Prof. Shouji USUDA
Hosei University Graduate School, Japan
Shouji USUDA, Doctor of Eng. Project, is a Professor & Research fellow in the Hosei University Graduate School, Japan. His specialized field are in
electric and electronic engineering, measurement engineering, development and application of experimental and educational teaching materials.
His research field are in development study of lithium ion battery;
solid-state battery application research; development and application study of lithium ion capacitor; LED application and LED lighting, LED photocatalyst, photocatalytic air purification system; and
promote incentive research and joint development with companies. He is the author of numerous articles. In addition, he is an IEEE Senior Member.

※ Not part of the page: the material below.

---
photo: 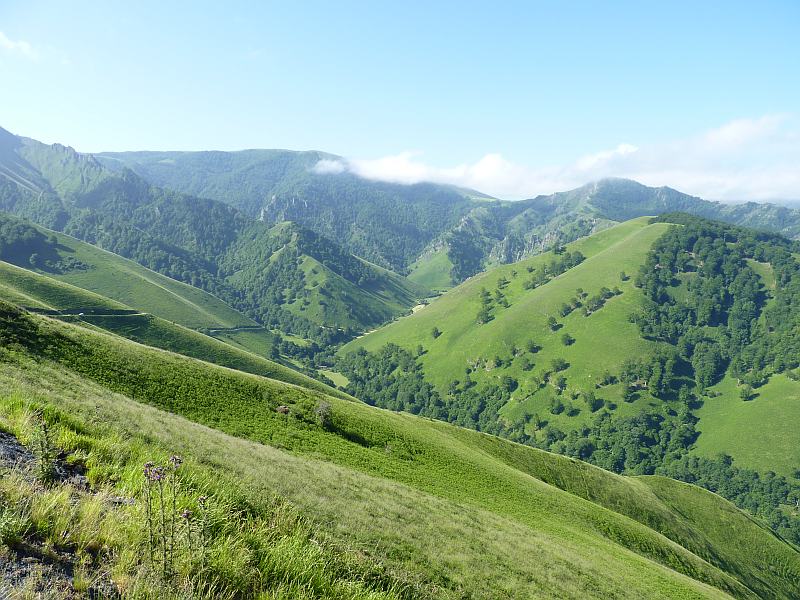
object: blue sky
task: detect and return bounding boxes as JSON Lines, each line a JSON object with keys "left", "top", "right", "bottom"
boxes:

Development of New Solid-State Battery with
Gelatinized Electrolyte Containing Lithium Salt
------Utilizing Lithium-ion Battery Manufacturing Technology and 5quipment--------
Abstract: As a common environment for electricity throughout the world, electricity is consumed most during
the cooling season in mid-summer. Until now, the conventional wisdom was that electricity could not
be stored, and it was necessary to build power generation facilities that could supply the maximum
amount of power in midsummer.
As a result, in Japan, the power environment becomes overcapacity in the spring and fall, and not even
half of the power generation capacity is in operation at any given time.
The concept of a smart grid is as follows
(1) Connecting the demand and supply of electricity like the Internet.

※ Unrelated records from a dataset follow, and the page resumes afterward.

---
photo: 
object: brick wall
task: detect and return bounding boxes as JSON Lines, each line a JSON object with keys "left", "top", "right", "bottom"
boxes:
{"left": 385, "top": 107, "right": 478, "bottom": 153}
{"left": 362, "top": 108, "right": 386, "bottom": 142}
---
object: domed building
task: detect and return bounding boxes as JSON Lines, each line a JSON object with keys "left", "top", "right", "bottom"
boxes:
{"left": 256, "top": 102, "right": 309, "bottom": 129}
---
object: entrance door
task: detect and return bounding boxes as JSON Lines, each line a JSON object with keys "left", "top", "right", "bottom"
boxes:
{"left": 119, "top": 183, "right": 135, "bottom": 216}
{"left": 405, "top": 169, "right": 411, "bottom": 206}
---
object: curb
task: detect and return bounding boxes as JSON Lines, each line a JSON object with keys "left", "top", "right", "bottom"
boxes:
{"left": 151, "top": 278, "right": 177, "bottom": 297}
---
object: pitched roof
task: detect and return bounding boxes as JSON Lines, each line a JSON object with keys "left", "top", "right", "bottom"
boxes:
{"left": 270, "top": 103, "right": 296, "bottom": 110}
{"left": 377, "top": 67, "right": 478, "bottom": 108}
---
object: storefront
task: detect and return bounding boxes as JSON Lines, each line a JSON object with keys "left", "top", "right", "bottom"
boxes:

(2) Provide power generation facilities near where electricity is needed (solar power generation, wind
power generation, etc. are desirable).
(3) Storing electricity when there is a surplus and discharging it when there is a shortage. In other
words, the power is stored when there is a surplus and discharged when there is a shortage.
Rechargeable batteries play this role. Among these, lithium-ion batteries are expected to be the most
promising.
In these circumstances, lithium batteries are expected to have high capacity. In recent years, compact,
lightweight, high-capacity solid-state batteries that can be installed in electric vehicles have been
developed, and as an extension of these batteries, their application to smart grids in electricity demand
is desired.
In my keynote presentation, an overview of the development of solid-state batteries at the laboratory
level will be presented. We have attempted to gel the flame-prone electrolyte built into conventional
lithium-ion batteries, and have developed a gel solid-state battery with certain performance.

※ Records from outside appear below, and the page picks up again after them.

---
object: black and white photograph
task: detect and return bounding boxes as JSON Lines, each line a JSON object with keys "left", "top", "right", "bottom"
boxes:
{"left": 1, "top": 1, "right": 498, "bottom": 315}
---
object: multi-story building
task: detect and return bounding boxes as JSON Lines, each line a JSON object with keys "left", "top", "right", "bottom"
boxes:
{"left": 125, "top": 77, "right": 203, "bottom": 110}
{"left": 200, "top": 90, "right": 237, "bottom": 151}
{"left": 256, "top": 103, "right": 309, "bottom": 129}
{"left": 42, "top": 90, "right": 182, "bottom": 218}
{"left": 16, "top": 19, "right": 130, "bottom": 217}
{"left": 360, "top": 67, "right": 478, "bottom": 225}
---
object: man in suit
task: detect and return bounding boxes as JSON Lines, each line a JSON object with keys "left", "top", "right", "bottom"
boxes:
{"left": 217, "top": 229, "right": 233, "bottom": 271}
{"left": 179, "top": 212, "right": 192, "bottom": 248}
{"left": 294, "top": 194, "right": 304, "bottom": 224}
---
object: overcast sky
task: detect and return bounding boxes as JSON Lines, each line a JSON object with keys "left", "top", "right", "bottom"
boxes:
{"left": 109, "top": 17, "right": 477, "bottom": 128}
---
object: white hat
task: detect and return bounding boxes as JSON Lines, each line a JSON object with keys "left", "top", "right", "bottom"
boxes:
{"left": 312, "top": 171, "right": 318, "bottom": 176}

Reference figure: Gelation of electrolyte (no leakage even when the beaker is tilted).
Prof. Hartmut Hinz
Frankfurt University of Applied Sciences, Germany
H. Hinz received the diploma degree in electrical engineering from the University of Applied Sciences, Aachen and the Ruhr University, Bochum in Germany in the years 1990 and 1994 respectively. He received the Ph.D. degree from the Technical University, Darmstadt in Germany in 2000. From 1999 to 2009, he was with General Motors fuel cell activities. As project leader, he was responsible for the development of high-voltage systems of fuel cell hybrid vehicles (GMT800, Hy-wire, Sequel, Chevrolet Equinox Fuel Cell). In 2009 he was appointed as a Professor for power electronics at the University of Applied Sciences, Frankfurt in Germany. He is the head of the Renewable Energy Master's program and the Electrical Power Engineering Bachelor's program in the Faculty of Computer Science and Engineering. From 2010 to 2016, he was a visiting professor at the Vietnamese-German University in Ho Chi Minh City, Vietnam. In recent years, he has been active as a conference chair, program chair, and reviewer at numerous international conferences. He is a member of the MDPI energies reviewer board. His research interests are in the areas power electronics for electric vehicles and renewable energy; electrical energy storage and distributed power generation.